Treatments for myoclonic epilepsies include many drug medications and are countless. Some of these include Valproate (VPA), Lamotrigine (LTG), and Levetiracetam (LEV) (Striano and Belcastro, 2012). VPA had been the only drug used against generalized and focal epilepsies until the 1990’s. In a few randomized double-blind studies, 25% of the patients assessed were seizure-free during the entire study and in adolescence studies, 16 out of 23 had full seizure-control. Thus, VPA is usually used as a first choice when treating myoclonic epilepsies of any kind.

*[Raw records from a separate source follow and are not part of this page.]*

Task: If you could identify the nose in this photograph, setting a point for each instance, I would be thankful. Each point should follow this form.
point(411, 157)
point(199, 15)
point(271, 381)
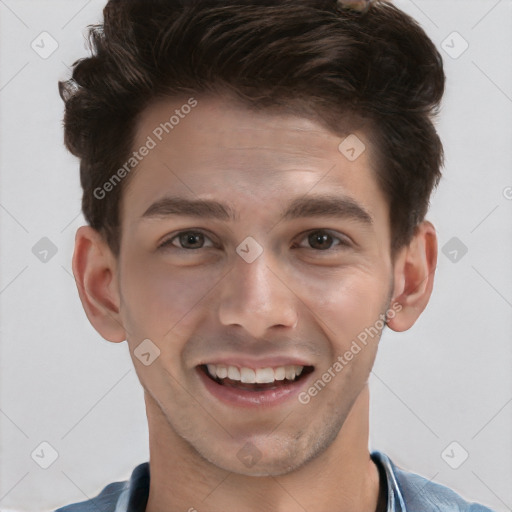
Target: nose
point(257, 297)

Lamotrigine is also another drug of choice for treatments for people who experience JME. It is considered better for women to use Lamotrigine due to lower risks of malformation during pregnancy. Levetiracetam, another drug of choice, was tested in double-blind, placebo-controlled trial and shown “to be effective in controlling generalized tonic-clonic seizures, myoclonic seizures and all seizures type in patients with IGE compared with placebo” (Striano and Belcastro, 2012). A non-medicinal approach to treatment of myoclonic epilepsy includes regulating one’s sleep cycle, reducing the intake of alcohol, and incorporating a ketogenic diet.

Conclusion

Though much has been discussed in this paper regarding myoclonic epilepsy and the causes, types, and treatments surround it, more still must be discovered about this disorder and its clinical features. In order to better understand and reduce misdiagnosis and underappreciation of myoclonic epilepsy, primary doctors, psychiatrists, and clinical personnel need to undergo more training in figuring out distinct signs and symptoms. Also, patients need to feel comfortable regarding their disorders and medical problems and be willing to share changes they may be undergoing so that better treatments and diagnoses can be given. Without data, myoclonic epilepsy will remain a mystery in the medical community.